The surface pressure is expected to fall to somewhere around 926-928mb, one of the lowest pressures recorded near mainland UK (lowest land surface pressure 925.6mb, 1884, Perthshire). The BBC explains the development here:
RAIN: Reigate can expect almost continuous rain for 12 hours, starting early Monday morning, around 6am, through to around the same time on Tuesday. Heavy rain is caused as air rises, cools and condenses especially where warm air is forced to rise over cooler polar air. This will happen especially at two moments as the storm passes… first the warm front and then a cold front (overnight, probably Tuesday early am). They have different characteristics. Of most concern to us and the Environment Agency tomorrow, is that this storm will be causing more or less non-stop rain from 9am Monday through to about the same time Tuesday. Rainfall totals 20-30mm can be expected during the course of the storm and, on saturated ground, this will cause flooding and plenty of surface water on roads.
The “good thing” is that cold fronts pass pretty quickly and moderated wind conditions arrive soon thereafter, this means Tuesday is likely to see brightening ameliorating conditions arrive during the morning for any clear up.
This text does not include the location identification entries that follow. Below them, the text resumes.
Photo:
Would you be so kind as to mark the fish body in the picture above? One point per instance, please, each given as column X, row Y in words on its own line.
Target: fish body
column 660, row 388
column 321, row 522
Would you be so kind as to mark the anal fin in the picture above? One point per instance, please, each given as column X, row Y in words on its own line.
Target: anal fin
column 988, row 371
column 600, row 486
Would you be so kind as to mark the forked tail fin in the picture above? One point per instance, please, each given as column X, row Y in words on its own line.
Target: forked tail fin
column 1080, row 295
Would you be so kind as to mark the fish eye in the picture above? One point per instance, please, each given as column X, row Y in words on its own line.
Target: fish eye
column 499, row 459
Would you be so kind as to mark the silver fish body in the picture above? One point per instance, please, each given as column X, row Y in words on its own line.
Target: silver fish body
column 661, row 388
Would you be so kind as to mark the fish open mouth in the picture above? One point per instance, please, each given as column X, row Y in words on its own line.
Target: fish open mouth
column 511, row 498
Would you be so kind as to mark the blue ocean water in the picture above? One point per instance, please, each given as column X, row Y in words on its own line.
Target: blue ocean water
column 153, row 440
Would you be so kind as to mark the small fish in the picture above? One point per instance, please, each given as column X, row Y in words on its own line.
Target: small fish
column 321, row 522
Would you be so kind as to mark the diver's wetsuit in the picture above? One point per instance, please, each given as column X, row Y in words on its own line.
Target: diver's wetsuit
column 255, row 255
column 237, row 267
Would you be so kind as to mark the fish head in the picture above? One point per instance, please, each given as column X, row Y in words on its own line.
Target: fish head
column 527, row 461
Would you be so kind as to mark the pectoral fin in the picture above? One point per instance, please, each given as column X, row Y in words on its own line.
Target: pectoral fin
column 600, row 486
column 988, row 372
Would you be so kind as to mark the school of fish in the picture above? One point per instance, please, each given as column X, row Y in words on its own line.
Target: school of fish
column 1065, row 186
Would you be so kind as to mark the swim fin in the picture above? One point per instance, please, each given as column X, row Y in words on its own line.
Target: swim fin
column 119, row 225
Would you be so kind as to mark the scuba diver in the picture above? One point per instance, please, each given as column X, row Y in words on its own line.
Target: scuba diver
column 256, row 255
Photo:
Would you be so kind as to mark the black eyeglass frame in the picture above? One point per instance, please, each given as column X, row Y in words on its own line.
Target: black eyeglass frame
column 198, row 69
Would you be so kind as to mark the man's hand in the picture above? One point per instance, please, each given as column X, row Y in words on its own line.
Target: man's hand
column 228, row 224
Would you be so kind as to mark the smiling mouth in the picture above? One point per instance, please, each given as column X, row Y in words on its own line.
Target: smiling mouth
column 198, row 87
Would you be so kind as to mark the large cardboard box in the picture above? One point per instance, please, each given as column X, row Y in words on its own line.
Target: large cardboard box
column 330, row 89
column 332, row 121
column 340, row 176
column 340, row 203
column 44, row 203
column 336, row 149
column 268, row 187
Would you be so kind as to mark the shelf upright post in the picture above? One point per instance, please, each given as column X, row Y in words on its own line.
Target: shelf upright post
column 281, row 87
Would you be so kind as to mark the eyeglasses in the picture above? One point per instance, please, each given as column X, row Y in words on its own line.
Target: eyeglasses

Flooding will be a problem by then and it’s likely that our River Mole will flood key back-routes and surface water on more major roads could be a problem. Winds of more than 50mph can also causes trees to be knocked down and other damage is possible.
Finally, waves in the Atlantic are expected to reach near “phenomenal” heights with significant wave heights of 13m by Christmas Eve (which means waves double this height could occur once an hour).
After a quieter rest over Christmas things sadly don’t get a lot better… another storm is heading our way for Friday and the weekend.